A number of reports suggest that tau may be a unique contributor to the putative neurodegenerative process in AD + P. Neurofibrillary tangles (NFTs) are one of the pathologic hallmarks of AD whose distribution correlates with the severity of disease (Arriagada et al., 1992). Tau is abnormally phosphorylated in AD, a critical event leading to abnormal folding and cleavage with aggregation of the protein and the eventual development of NFT pathology (Goedert, 1993 and Mondragon-Rodriguez et al., 2008). Tau is hyperphosphorylated in AD at 19 specific amino acid sequences, with evidence indicating that phosphorylation at particular sites correlate with the maturity of pathology and that individual sites may be critical for conformational changes from pre-tangles leading to neuronal tangles to eventual extracellular tangles.(Augustinack et al., 2002 and Kimura et al., 1996) Previous studies have reported an increased burden of NFT pathology in frontal cortex in AD + P, although these studies have relied on semi-quantitative transformation of histochemical detection of fibrillar tau. (Emanuel et al., 2011 and Zubenko et al., 1991) A recent neuropathological correlation study of pre-frontal cortical sections from a postmortem AD + P sample used quantitative fluorescence microsopy and observed an increased burden of intraneuronal tau phosphorylated at Ser199/Ser202/Thr205 (Murray et al., 2013a). In a study conducted on a data sample drawn from the Alzheimer's Disease Neuroimaging Initiative, cerebrospinal fluid (CSF) biomarkers of AD (total tau, Thr181 phospho-tau, and amyloid-beta [Aβ]) were explored as predictors of the development of psychosis. Elevation of total tau was associated with the future development of AD + P (Koppel et al., 2013a). An association of CSF total and Thr181 phospho-tau with gender was also observed when the genders were separated; females but not males with subsequent development of AD + P manifested baseline elevations of Thr181 phosho-tau and total tau.
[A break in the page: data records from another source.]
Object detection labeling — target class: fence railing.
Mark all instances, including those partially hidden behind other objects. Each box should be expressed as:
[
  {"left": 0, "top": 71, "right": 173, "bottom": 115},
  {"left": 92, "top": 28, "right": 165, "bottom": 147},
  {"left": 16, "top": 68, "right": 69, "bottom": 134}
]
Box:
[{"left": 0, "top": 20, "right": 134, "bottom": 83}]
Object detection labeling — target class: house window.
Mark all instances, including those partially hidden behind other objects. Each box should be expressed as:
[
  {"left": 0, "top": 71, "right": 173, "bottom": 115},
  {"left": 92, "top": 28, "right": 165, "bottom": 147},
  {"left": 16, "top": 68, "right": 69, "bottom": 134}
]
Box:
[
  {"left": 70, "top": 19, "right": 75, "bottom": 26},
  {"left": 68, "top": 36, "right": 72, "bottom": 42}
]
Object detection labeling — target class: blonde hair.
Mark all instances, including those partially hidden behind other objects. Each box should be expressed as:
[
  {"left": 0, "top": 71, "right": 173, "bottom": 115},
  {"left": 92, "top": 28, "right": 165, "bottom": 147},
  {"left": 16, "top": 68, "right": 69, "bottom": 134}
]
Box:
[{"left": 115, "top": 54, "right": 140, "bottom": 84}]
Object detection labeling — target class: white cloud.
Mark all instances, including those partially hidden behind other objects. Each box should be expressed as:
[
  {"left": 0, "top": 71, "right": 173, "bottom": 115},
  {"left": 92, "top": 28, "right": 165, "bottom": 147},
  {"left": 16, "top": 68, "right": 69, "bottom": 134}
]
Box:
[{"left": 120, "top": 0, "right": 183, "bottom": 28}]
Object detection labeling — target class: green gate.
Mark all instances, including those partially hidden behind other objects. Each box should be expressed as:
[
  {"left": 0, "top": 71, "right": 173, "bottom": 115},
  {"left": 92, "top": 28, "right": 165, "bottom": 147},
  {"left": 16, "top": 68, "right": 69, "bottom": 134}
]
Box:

No previous studies have used a biochemical approach to precisely quantify concentrations of pathogenic tau in brains of those with AD + P, or explored whether particular tau phosphorylation sites predominate in AD + P that could distinguish it from AD − P. To quantify tau abnormalities in the frontal cortex in AD + P across a range of phosphorylation sites, and to explore the impact of gender on those abnormalities, we used a sensitive biochemical assay of 4 epitopes of phospho-tau (Ser396/404; Ser202; Thr231; Ser199/202/Thr205) using monoclonal antibodies known to recognize a wide range of tau pathology in a postmortem sample of AD + P and AD − P.